According to F1’s chief technical officer Pat Symonds, apprehensions about the 2026 setup are too hasty. He believes such concerns are influenced by outdated data and evolving regulations.
The Latest Model
Symonds and his team at F1 and the FIA have accelerated computer simulations of the 2026 project in recent months, thanks to their partnership with AWS that gives them access to massive computational power.
The latest F1 car model is significantly different from previous ones, presenting completely new performance dynamics.
Symonds, speaking to F1 Flow.com about concerns surrounding the 2026 rules, said that teams often spend a significant portion of their budget on concerns.
Symonds also pointed out that the FIA’s head of aerodynamics, Jason Somerville, who is leading the 2026 car project, is satisfied with the current progress.
Symonds noted that while teams recognize the challenges of the 50/50 split between combustion power and electrical energy, they also accept that the regulations will change once published.
Efforts to Improve Racing
In addition to refining the energy management and adjustable aero features of the 2026 cars, Symonds noted F1’s focus on improving the racing experience.
One significant objective being considered is to eliminate the ongoing issue of races getting bogged down by DRS trains.

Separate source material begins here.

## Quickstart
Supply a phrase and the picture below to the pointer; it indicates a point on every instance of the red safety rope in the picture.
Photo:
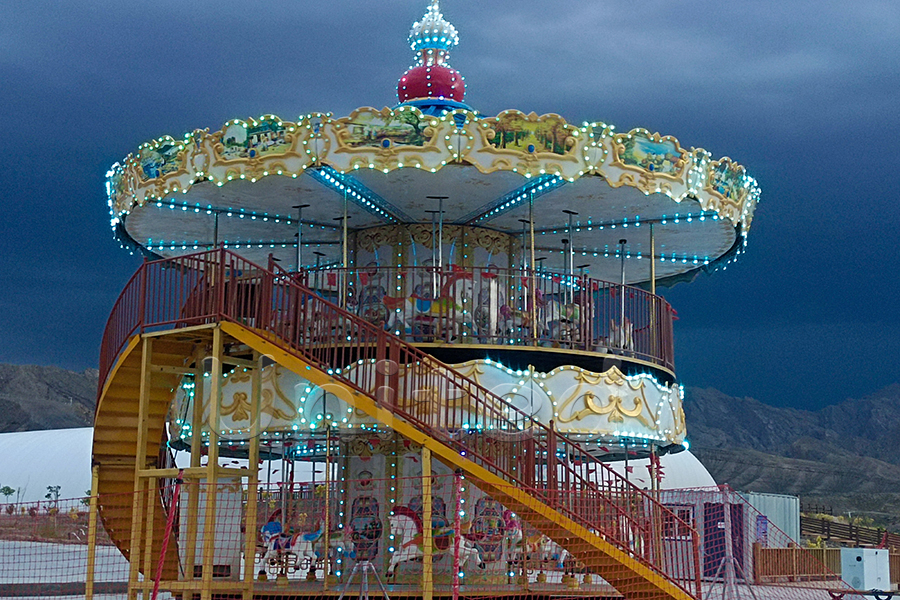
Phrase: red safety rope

Symonds emphasized that they also need to carefully consider the sporting regulations, especially regarding energy recovery and deployment. This wouldn’t just be a technical task but a sporting one as well.
Computational Power Advantage
Symonds acknowledged the advantage of F1’s vast computational resources for CFD simulation, in partnership with AWS, which provides a high degree of confidence that they are on the right path for 2026.
Despite the past issues with CFD, the partnership with AWS has allowed them to run incredibly complex models. They are still performing wind tunnel testing, which has further bolstered their confidence.
Related: Vasseur: F1 should be open to change on 2026 power unit regulations
Frequently Asked Questions (FAQs) about F1 2026 Regulations
What concerns have been raised regarding the new F1 cars for 2026?
The main concern that has been voiced is that missteps with the new cars could potentially ruin the spectacle. The issue was brought into focus by world champion Max Verstappen, who wasn’t satisfied with the experience of having to downshift gears mid-straight to recharge the battery during a simulated run.
Who has expressed dissatisfaction about the 2026 F1 car?
World champion Max Verstappen has expressed his dissatisfaction. He found having to downshift gears mid-straight to recharge the battery during a simulated run with the 2026 car to be a far from enjoyable experience.
What is the response of F1’s senior technical figures to the concerns about the 2026 regulations?
F1’s chief technical officer Pat Symonds believes that concerns about the 2026 setup are premature. He suggests that these fears are influenced by outdated data and regulations that are in the process of being refined.
What are F1’s objectives for the 2026 cars?
In addition to refining the energy management and adjustable aero features of the 2026 cars, F1 is focusing on improving the racing experience. One significant objective is to eliminate the ongoing issue of races getting bogged down by DRS trains.
What kind of technological advantage does F1 have for preparing for 2026?
F1, in partnership with AWS, has access to vast computational resources that are being used for CFD simulation. This computational power is helping them run incredibly complex models and provides a high degree of confidence that they are on the right path for 2026.